Crafted around the Volkswagen Group’s MEB platform for upcoming electric vehicles, the Q4 e-tron concept has two electric motors, one on each axle for quattro all-wheel-drive capability, and together the motors produce 225kW, for a 0-100km/h time of 6.3 seconds.
The floorpan between those axles is filled with a large 82 kWh battery that allows a (claimed) range of up to 450km between charges, on the WLTP cycle.
In size terms the Q4 e-tron is slightly shorter than the Q5, although it’s said to offer ‘class above’ cabin space thanks to its electric vehicle packaging that does away with the transmission tunnel. In pricing terms, the newcomer will slot beneath the already-launched e-tron SUV.
The concept has a special floor covering made from recycled materials and four seats with double seams stitched with thick yarn, although the production car will likely have a conventional five-seat layout. The Q4 also comes with a large-format head-up display with an augmented reality function. The system has some handy features, such as directional arrows for navigation, displayed directly on the course of the road.
The production car is likely to look very similar to the concept that you see here, and hopefully it’ll also offer its ‘Solar Sky’ blue paint hue that changes depending on the angle of the light. Not only was it produced under environmentally friendly conditions, but it also reduces heat build-up on the car’s surface, thereby reducing the load on the aircon.

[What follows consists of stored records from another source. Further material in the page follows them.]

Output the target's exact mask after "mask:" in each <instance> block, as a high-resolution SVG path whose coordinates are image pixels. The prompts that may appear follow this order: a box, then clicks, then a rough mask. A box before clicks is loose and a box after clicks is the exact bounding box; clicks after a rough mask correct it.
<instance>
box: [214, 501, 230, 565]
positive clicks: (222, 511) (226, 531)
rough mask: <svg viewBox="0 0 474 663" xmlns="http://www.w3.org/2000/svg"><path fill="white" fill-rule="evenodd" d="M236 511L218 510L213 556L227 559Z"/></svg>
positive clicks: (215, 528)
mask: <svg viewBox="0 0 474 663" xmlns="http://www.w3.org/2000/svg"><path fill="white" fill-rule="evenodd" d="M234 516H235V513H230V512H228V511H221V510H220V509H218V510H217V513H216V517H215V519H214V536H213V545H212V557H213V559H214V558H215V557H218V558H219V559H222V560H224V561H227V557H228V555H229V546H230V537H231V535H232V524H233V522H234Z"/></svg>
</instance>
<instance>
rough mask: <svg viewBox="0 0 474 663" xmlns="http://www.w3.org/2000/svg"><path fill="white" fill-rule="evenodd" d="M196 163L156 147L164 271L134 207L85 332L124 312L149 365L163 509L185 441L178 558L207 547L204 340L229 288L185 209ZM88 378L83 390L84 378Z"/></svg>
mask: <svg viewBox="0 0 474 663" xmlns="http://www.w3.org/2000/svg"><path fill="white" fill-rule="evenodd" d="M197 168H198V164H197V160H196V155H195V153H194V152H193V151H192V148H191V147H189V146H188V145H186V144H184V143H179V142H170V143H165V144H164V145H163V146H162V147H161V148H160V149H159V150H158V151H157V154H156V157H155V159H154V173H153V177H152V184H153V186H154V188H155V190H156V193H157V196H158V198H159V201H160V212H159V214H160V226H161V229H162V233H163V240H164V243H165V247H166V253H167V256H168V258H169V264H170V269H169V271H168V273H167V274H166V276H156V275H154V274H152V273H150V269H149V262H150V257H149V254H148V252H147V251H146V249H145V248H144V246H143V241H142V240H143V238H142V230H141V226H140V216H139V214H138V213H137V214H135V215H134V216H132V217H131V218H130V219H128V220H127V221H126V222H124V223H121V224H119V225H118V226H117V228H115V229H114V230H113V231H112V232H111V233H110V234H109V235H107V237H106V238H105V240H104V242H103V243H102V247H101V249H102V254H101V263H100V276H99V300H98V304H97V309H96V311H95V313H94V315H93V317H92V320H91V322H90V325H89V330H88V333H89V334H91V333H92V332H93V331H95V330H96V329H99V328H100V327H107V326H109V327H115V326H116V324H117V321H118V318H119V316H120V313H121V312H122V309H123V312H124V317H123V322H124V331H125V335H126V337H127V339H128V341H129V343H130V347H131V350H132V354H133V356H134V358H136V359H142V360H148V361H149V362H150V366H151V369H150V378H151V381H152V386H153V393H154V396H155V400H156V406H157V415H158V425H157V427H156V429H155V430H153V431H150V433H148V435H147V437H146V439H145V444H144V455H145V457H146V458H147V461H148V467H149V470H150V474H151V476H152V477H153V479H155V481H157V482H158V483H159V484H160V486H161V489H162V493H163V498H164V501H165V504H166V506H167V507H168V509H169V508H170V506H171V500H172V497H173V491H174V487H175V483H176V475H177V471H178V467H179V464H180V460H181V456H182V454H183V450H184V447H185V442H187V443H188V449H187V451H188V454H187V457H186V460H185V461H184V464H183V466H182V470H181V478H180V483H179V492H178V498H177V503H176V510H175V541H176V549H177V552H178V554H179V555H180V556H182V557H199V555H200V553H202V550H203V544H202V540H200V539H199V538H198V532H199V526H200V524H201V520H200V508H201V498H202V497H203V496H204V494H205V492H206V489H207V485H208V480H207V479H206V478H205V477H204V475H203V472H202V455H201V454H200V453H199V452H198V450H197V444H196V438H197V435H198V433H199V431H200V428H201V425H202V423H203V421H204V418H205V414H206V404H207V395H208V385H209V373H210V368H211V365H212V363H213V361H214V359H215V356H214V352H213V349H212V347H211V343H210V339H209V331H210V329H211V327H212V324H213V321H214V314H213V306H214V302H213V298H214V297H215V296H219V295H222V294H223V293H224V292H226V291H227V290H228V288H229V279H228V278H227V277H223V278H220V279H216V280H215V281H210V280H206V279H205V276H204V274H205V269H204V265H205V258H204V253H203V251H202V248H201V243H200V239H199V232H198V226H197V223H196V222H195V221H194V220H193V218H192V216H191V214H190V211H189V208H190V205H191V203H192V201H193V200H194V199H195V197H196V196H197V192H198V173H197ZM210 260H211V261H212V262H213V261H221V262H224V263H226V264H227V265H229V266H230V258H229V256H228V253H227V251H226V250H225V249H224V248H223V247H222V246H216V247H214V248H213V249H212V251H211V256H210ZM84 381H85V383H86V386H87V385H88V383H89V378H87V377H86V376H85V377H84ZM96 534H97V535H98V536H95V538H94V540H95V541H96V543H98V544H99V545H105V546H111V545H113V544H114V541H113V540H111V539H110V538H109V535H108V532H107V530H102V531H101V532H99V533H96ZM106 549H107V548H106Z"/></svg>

Other electric Audis planned
So what other battery vehicles does Audi have in the pipeline?
The current e-tron mid-sized SUV will be joined later this year by the e-tron Sportback and the Q2 L e-tron, while production versions of the e-tron GT luxury saloon and the Q4 e-tron compact SUV that you see here are due in the second half of 2020.
That certainly covers a large portion of the market. You worried Tesla?